The middle and high school divisions currently have a total of 26 teams: eight teams each fall and winter season and ten teams in the spring. All of the boys’ teams participate in the Virginia Independent Conference (VIC). The girls’ teams participate in the Blue Ridge Conference (BRC). Both conferences are for private schools in the state of Virginia. All varsity teams are eligible for post-season VISAA state competition. The Middle School level emphasis is on cultivating student interest, skill development, proper technique, and learning the rules of the particular sport more than winning. Team membership includes sixth, seventh, and eighth grades. The Junior Varsity team membership includes eighth, freshman, and sophomores (sixth and seventh when no middle school team is offered). At the Varsity level, emphasis is on fielding a team with the best opportunity to win while maintaining high levels of sportsmanship. This may result in unequal playing time. Although winning is important, other factors like developing team unity, significant individual progress and team improvement are vital keys to a successful season. Team Membership includes eighth through twelfth grades.

===Performing arts===

Each year in the elementary division, all fourth and fifth grade students perform a full-length drama for their parents and peers. Special Days are planned by "committees" of students with representation from each grade, and include themes such as Pajama Reading Day, Storybook Character Day, Crazy Hair Day, and Sports Day.

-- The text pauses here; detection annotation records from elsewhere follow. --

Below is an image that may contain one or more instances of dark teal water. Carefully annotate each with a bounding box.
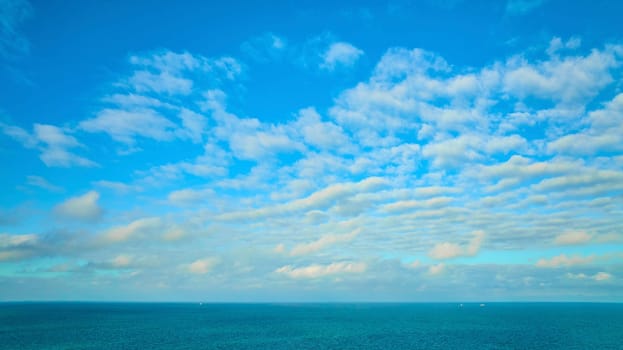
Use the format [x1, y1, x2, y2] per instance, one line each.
[0, 303, 623, 350]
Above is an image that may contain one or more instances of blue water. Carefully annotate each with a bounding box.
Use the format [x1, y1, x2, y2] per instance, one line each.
[0, 303, 623, 350]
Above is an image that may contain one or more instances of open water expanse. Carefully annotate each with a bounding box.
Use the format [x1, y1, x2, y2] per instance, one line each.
[0, 303, 623, 350]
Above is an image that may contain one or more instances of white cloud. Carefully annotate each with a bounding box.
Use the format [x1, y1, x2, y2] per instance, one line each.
[554, 231, 593, 245]
[129, 71, 193, 95]
[506, 0, 546, 15]
[54, 191, 102, 221]
[26, 175, 63, 192]
[504, 47, 620, 105]
[428, 231, 485, 260]
[294, 107, 353, 152]
[320, 42, 363, 71]
[218, 177, 388, 221]
[167, 188, 215, 205]
[0, 233, 39, 261]
[100, 217, 163, 243]
[275, 262, 367, 279]
[536, 254, 595, 268]
[110, 254, 134, 268]
[93, 180, 141, 193]
[187, 257, 219, 275]
[79, 109, 176, 145]
[290, 229, 361, 256]
[381, 197, 454, 213]
[428, 263, 446, 276]
[240, 33, 288, 62]
[565, 271, 612, 282]
[546, 37, 582, 56]
[0, 123, 98, 168]
[547, 94, 623, 155]
[593, 272, 612, 281]
[0, 0, 33, 59]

Each year the middle and high school divisions provide an opportunity for students in each grade level to participate in a drama production. Regularly scheduled stage productions include a middle school play, a high school musical, and a senior play. These stage productions also provide an opportunity for students to participate off-stage as sound and lighting technicians, stage managers, and assistant directors. In addition to dramatic stage productions, other opportunities in performing arts include participation in a full orchestra, jazz band, large choirs, and small vocal and string ensembles.

===Clubs===
Students sign up for clubs that interest them and many choose to participate in multiple clubs. All clubs have a faculty or parent sponsor to provide leadership and supervision. Each year, an effort is made to offer clubs that meet the interests of all age groups; however, students may also request a specific club be created and sponsored if sufficient interest is expressed by a group of students. Examples of clubs available at the elementary division include Chess Club and FIRST LEGO League. Middle and high school division clubs include the Windsock, Envirothon, FTC, Model UN, Poetry Debate, D&D, Art, and WeServe.